Section 3 establishes the cross-property relations of CFRCMCs, including CFRCMCs with a fixed fiber–interphase volume ratio and volume ratios. Finally, the work of this article is summarized, and significant results are presented for guiding engineering measurement and design.
4. Conclusions
In this work, a systematic framework is established to derive and validate cross-property relations for CFRCMCs that simultaneously couple elastic and thermal responses. By integrating GSCS, effective-medium conduction models, and statistically representative voxel-based finite-element analysis, the following major findings are obtained:
For CFRCMCs, self-consistent micromechanics and effective-medium conduction models like the Hashin model can predict the mechanical and thermal properties of materials. However, for cases where the volume fraction of fibers or interphases is too high, the prediction errors are relatively large.

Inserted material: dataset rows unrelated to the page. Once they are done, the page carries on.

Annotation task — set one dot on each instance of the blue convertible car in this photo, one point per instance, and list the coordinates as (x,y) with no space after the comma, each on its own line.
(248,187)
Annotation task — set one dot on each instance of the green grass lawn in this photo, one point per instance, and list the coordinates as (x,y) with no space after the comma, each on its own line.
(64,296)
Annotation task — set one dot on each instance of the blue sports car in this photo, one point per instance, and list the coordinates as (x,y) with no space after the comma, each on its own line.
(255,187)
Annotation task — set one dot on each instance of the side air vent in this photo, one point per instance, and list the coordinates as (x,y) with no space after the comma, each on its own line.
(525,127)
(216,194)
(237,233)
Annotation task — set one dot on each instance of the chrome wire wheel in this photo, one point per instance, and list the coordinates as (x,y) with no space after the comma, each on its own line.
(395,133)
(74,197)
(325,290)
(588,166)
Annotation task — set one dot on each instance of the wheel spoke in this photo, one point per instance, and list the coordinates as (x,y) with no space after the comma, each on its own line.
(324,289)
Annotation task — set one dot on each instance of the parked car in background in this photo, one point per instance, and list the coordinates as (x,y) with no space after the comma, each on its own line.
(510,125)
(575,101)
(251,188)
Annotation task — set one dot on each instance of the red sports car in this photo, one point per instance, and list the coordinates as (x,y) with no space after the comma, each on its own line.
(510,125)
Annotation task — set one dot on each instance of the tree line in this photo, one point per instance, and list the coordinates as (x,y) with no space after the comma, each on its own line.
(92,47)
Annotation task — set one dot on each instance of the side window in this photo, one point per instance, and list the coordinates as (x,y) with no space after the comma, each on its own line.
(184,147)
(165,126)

For CFRCMCs with a fixed fiber–interphase volume ratio, cross-property relations are close to being linear. The slope of the axial cross-property relation is smaller than that of its in-plane counterpart, and the slope characterizing the cross-property relation between Young’s modulus and thermal conductivity is marginally lower than that governing the relation between the shear modulus and thermal conductivity.
The influence of the random distribution of fibers, fiber diameter, and interphase properties on cross-property relations was analyzed separately. The influence of the former two parameters is relatively small, while a decrease in the interphase properties causes the curve of cross-property relations to shift downward.
For CFRCMCs with varying fiber–interphase volume ratios, cross-property relation surfaces were established, and FEA verified their correspondence. The errors associated with in-plane cross-property relations exceed those of their axial counterparts, while Young’s modulus exhibits a marginally higher deviation than the shear modulus.
Overall, the findings indicate that CFRCMCs are applicable to cross-property relations. Consequently, one physical property (e.g., mechanical or magnetic) can be predicted from another, more easily measurable quantity (e.g., thermal or electrical). This approach significantly mitigates the challenges associated with measuring material properties in CMCs. Furthermore, by establishing explicit connections between different physical properties, cross-property relations streamline the complexities of multi-objective optimization for these materials. Consequently, they could contribute to advancing multiphysics applications, particularly in demanding thermo-mechanical environments.
To validate this relation, ceramic matrix composites with different fiber volume fractions should be fabricated, and their properties should be characterized individually to evaluate their consistency with the currently established cross-property relations. In addition, more accurate models will be developed to account for the influence of parameters such as interphase thickness on these relations.